Afternoon in late April

cold under lumbering cloud,

descend between moss'd trees

unleafed and half in leaf,

among grey shapes in stone,

fallen legendary giants

asleep in the upspring

of bilberry and heather.




Earth gapes suddenly to reveal

a rock-walled underworld

narrowing near shoulder width.

Grass tufts peer over the edge;

a tree rooted in the cleft

lifts its head like one emerging

from a tomb. Here in Lud's church,

Gawaine encountered the Green Knight.

We listen to their tale, survivor

from a remote generation;

our re-shaping of its words

sounds among green ancient trees

the same rocks overhanging.




Along the ridge to Roach End

shapes of landscape seen and named

pronounce another mystery

more ancient even than Gawaine;

Roaches, Hen Cloud, Shuttlingslowe,

Cloud's End, with more distant Mow Cop

peering over its shoulder.

Stray flakes float on the wind

like torn paper, then suddenly

a magic stone whirls in the air

engulfs us.



II

Tucked under the cliff overhang,

among scattered boulders and trees,

the cottage, becastled,

mock-Gothic, lifts a faint blue blade

of chimney smoke.

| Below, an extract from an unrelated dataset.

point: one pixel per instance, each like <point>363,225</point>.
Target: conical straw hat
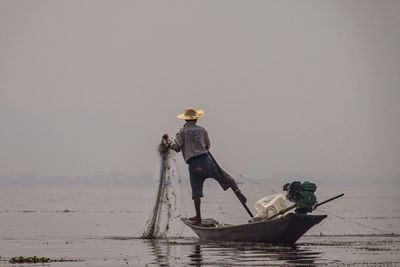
<point>191,114</point>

The hermit,

black-bearded, sudden,

greets us as true pilgrims

have always been greeted,

with a story. Though of their world

it is not Sir Gawaine

or the Green Knight he tells,

not even in this enchanted place

or barely-opened greenery,

where substance and shadow are one,

seen and half seen.

No, it is a monstrous tale

of attempted eviction

and greedy inheritors

he has resisted year by year

in vain lopping off heads which grow

the more he cuts. Next year

he will not be here; he gestures

and with a magician's sense of timing

vanishes into his fortress.




We climb the Cliff face by steps

the moment revealed, and emerge

once more into the wind and whirling snow.

The landscape clears. Pointed peaks oppose

blue levels of that Cheshire plain,

where Jodrell Bank cups to catch

at hints of other worlds, none, surely,

stranger than this. Yellow claw-scars

mark worked-out sand quarries,

lorries grind through tough gradients

on the Leek-Buxton road,

and Sir Gawaine haunts the dark ravine,

waiting to attempt once more

his ghostly adversary.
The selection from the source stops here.